September 8, 2009

Botnet profits, SQL Injection, and Realtime Keyloggers

I am often asked by clients about the economics of viruses, spyware, and botnets, so here are a couple articles that may help us all understand the financial incentives of getting malware onto computers:
This article provides a little insight into the wold of botmasters. Cisco researchers managed to infiltrate this world by going undercover. These guys are not interested in identity theft – they just take over machines, organize them into botnets, and sell or rent these botnets to others.

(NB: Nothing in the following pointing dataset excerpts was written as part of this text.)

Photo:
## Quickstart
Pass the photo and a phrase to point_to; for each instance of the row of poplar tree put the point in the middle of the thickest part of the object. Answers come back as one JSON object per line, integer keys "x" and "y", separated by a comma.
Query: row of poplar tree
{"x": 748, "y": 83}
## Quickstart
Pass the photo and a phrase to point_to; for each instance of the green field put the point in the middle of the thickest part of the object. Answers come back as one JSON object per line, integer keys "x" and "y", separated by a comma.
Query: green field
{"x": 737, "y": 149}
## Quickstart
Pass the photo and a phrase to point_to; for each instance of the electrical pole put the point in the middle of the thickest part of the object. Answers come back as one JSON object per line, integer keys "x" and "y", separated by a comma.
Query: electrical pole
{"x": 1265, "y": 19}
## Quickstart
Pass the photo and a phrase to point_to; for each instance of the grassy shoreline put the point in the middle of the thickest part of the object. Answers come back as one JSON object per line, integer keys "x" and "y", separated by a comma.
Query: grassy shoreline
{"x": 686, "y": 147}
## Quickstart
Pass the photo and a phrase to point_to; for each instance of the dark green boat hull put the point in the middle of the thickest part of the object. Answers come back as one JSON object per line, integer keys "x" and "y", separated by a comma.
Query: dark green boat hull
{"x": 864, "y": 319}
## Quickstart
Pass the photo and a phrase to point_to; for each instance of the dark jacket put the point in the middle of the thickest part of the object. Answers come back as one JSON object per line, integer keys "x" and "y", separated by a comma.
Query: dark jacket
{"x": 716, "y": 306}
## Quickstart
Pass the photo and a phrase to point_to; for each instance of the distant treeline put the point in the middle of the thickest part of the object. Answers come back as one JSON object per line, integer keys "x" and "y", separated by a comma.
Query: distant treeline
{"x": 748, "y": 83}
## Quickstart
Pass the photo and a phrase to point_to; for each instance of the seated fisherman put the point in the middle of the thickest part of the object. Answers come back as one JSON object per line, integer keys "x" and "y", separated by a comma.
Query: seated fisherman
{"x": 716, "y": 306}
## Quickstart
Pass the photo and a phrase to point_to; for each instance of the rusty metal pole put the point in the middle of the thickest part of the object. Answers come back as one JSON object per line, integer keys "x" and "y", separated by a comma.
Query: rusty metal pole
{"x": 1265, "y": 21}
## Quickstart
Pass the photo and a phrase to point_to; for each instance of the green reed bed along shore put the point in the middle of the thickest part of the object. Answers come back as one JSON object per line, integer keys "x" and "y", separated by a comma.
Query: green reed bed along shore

Some claim to be raking in $5000-10,000 per week and they acquire most of their machines through simple phishing scams. They only need 1 percent of recipients to open malicious attachments in order to build their botnets.
Only 20 percent of these botmasters even understand the code they are using to control these machines – you don’t have to be a computer genius to run a botnet. You can purchase the code fairly openly on the internet (that is another article).
You don’t have to be a genius to employ SQL injection attacks either. Again, the tools are readily available and you don’t have to know how they work to use them. According to this article,SQL injection attacks are the top attack technique on the web. Older versions of MS SQL are particularly susceptible. SQL injection works by simply injecting SQL commands into forms or other input areas. If the input is not checked and “sanitized” before it is passed on to the SQL engine, these commands can be executed to steal data. Some of the biggest data thefts in recent years were pulled off this way.
As the internet matures, “real time” communications become possible. This allows us to have phone conversations via VOIP, allows musicians to play together, and allows gamers to play with others in real time. As always, there are malicious uses as well. This article explains how hackers can use key loggers that send data in real time to bypass one-time password devices, which have always been one of the most effective security tools available. The key, of course, is to keep these keyloggers off of computers in the first place.
This has always been a battle of “ordinance vs. armor”, and that is not going to change. New security techniques spawn new attacks, which spawn new defenses. As business consultants, all we can do is try to stay on the cutting edge and make sure are clients are current with their defenses.